Today's minimum wage vote in the State House is just the beginning

Fast food & airport workers to meet with legislators next Thursday, urge further action

Just 3 months after fast food workers went on strike in Aberdeen, Bellevue, Kent, and Olympia and rallied at the State Capitol with airport workers, homecare workers, and other suppporters from across Washington, the State House voted 51 - 46 today to raise the minimum wage to $12/hour. The timing is no coincidence.

Sending the minimum wage bill to the Senate is a big step forward for working people in our state. But it's just the beginning.

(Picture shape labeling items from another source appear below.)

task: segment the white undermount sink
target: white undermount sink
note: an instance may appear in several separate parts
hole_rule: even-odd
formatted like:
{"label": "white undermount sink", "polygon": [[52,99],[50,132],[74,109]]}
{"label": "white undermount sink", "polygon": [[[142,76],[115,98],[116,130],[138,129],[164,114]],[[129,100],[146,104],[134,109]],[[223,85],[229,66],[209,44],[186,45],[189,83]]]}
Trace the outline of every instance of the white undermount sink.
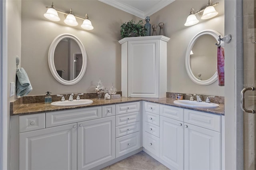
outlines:
{"label": "white undermount sink", "polygon": [[72,101],[58,101],[52,102],[51,105],[55,106],[75,106],[82,105],[90,105],[92,103],[93,101],[90,99],[80,99],[80,100],[74,100]]}
{"label": "white undermount sink", "polygon": [[205,101],[198,102],[196,101],[190,101],[188,100],[175,100],[173,102],[173,103],[180,106],[198,108],[214,109],[220,106],[218,104],[213,103],[208,103]]}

Higher wages will have direct and immediate benefits for working people like Lily Montes of Spanaway, who spoke before the House Appropriations Committee last month about how poverty wages impact her family: "It’s hard for me to let my youngest know that he can’t have that second glass of milk because he has already had one today. And to tell him that it has to last the week. And then to tell the oldest that you drank too much milk today. Stop drinking the milk and eating the cereal," said Lily, a single mother of 3 boys who has one job as a homecare worker and a second job at Chuck E. Cheese. "It's hard to have to tell your kids they can’t have the food that they need. I feel ashamed. It’s not fair and it’s not right."

Representatives like Matt Manweller of Ellensburg may rant in nonsensical disagreement over the value of higher pay, but his constituents in Ellensburg and people across Washington State & across the country know that higher pay is good for workers, good for communities, and good for the whole economy. That's why a $15 minimum wage wins support from 63% of voters nationally.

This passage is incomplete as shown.